Here is an example of publication bias that comes by way of a very prestigious journal, The New England Journal Medicine.1 The authors of this study compared the results of trials of 12 antidepressant drugs. This information, obtained from the FDA, covered study data for 12,564 patients participating in numerous studies. They matched these outcomes with published papers and found that, among the FDA-registered trials, 31 percent were never published. Only one of the studies that the FDA considered had shown positive results (i.e., evidence that the drug was more effective than a placebo) was not published, while, with only a few exceptions, trials that were not considered by the FDA as being positive were either not published or were presented in such a way as to convey a positive outcome.
Of the published papers, 94 percent of the trials were reported as being positive. Of the actual total data set from the FDA, which is really the gold standard in this case, only 51 percent were positive.
Selective reporting (i.e., failing to report negative or adverse results) can result in adverse consequences for patients, doctors and insurers.
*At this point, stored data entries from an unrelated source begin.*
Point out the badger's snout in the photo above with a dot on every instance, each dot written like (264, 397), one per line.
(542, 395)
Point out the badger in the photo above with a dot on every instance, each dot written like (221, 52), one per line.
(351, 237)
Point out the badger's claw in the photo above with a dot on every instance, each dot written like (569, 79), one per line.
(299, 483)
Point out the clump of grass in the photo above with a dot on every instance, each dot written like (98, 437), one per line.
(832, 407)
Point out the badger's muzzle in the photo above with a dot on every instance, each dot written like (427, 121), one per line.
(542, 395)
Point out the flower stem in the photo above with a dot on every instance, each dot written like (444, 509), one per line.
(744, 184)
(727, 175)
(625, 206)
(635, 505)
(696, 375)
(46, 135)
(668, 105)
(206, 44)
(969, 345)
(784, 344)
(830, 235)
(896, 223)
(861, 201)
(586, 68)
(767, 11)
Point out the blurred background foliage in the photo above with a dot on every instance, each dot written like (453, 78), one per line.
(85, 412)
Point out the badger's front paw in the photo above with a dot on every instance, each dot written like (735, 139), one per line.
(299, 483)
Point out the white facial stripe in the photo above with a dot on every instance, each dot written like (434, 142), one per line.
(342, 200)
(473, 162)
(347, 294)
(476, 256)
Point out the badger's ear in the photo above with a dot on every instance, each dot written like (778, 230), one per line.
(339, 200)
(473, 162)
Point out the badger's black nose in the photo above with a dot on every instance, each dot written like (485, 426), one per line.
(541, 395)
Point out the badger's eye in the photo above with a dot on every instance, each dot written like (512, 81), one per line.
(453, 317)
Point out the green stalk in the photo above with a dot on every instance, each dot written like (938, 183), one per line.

This same literature has recently confirmed via meta-analysis that one of the most popular classes of antidepressants (selective serotonin re-uptake inhibitors or SSRIs) are generally not more effective than placebo, while another recent study has shown that in a large subpopulation of the elderly, these drugs are commonly prescribed even though no clinical indicators of depression are present.
This should provoke some caution, particularly in view of the tendency to forget that older patients may have reduced drug breakdown and clearance, and the fact that some of the common side effects will increase the likelihood of falls or other mishaps, which, in this population, can be disastrous.
- Turner EH, Mathews AM, Linardatos E, Tell RA, Rosenthal R. Selective publication of antidepressant trials and its influence on apparent efficacy. New England J Medicine, 2008;358(3):252-260.